Presiden Turki Recep Tayyip Erdogan/Net
Presiden Turki Recep Tayyip Erdogan kembali mendorong rencana untuk memajukan pemilu dari seharusnya digelar pada Juni, menjadi Mei. Langkah tersebut dinilai sebagai upaya politikus 68 tahun itu untuk melanggengkan kekuasaan.
Dengan mempercepat pemilu, maka pihak oposisi tidak memiliki waktu yang cukup untuk menunjuk seorang pesaing yang mumpuni melawan Erdogan.
"Pada tahun 2023, kita akan mencapai jalan yang dibuka oleh (mantan Perdana Menteri Turki Andan) Menderes pada 14 Mei 1950, dengan mengatakan 'cukup, rakyat memiliki suara,'," ujar Erdogan dalam pidatonya pada Sabtu (14/1).
Seperti dikutip
Al Arabiya pada Senin (16/1), Erdogan kerap mengutip Menderes, pemimpin yang digulingkan dalam kudeta militer tahun 1960 sebelum dieksekusi, sebagai inspirasi. Sehingga kutipan Erdogan tersebut ditafsirkan sebagai tanggal baru untuk pemilu Turki.
Erdogan telah menguasai Turki selama hampir dua dekade. Ia memimpin Turki sebagai perdana menteri sejak 14 Maret 2003 hingga 28 Agustus 2014, yang kemudian dilanjutkan sebagai presiden sampai saat ini.
Setelah pidato Erdogan, oposisi juga meyakini 14 Mei akan ditetapkan sebagai pemilu. Terlebih 14 Mei akan menghindari libur Idul Fitri dan libur sekolah.
Meski begitu, aliansi oposisi Turki belum mengumumkan calon.
"Tampaknya pemilu akan diadakan pada 14 Mei," ujar pemimpin CHP Kemal Kilicdaroglu, yang mengaku siap mencalonkan diri.

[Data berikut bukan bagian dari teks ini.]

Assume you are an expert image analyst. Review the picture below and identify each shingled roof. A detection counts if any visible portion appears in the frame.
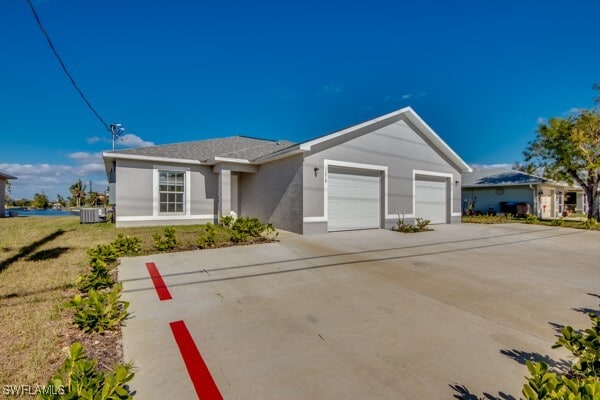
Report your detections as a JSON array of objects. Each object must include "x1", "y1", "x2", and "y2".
[
  {"x1": 462, "y1": 168, "x2": 558, "y2": 188},
  {"x1": 112, "y1": 136, "x2": 295, "y2": 162}
]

Erdogan belum secara terbuka mengatakan mengapa dia ingin pemilu diadakan lebih awal. Setahun yang lalu, kekayaan politik Erdogan tampak menurun, tetapi perang di Ukraina, bantuan pemerintah untuk rumah tangga dan usaha kecil, serta oposisi yang berantakan telah memperkuat cengkeramannya pada kekuasaan.
Untuk memenangkan putaran pertama, calon presiden perlu memenangkan lebih dari 50 persen suara. Jika tidak maka pertarungkan akan dilanjutkan ke putaran kedua yang akan digelar dua pekan kemudian.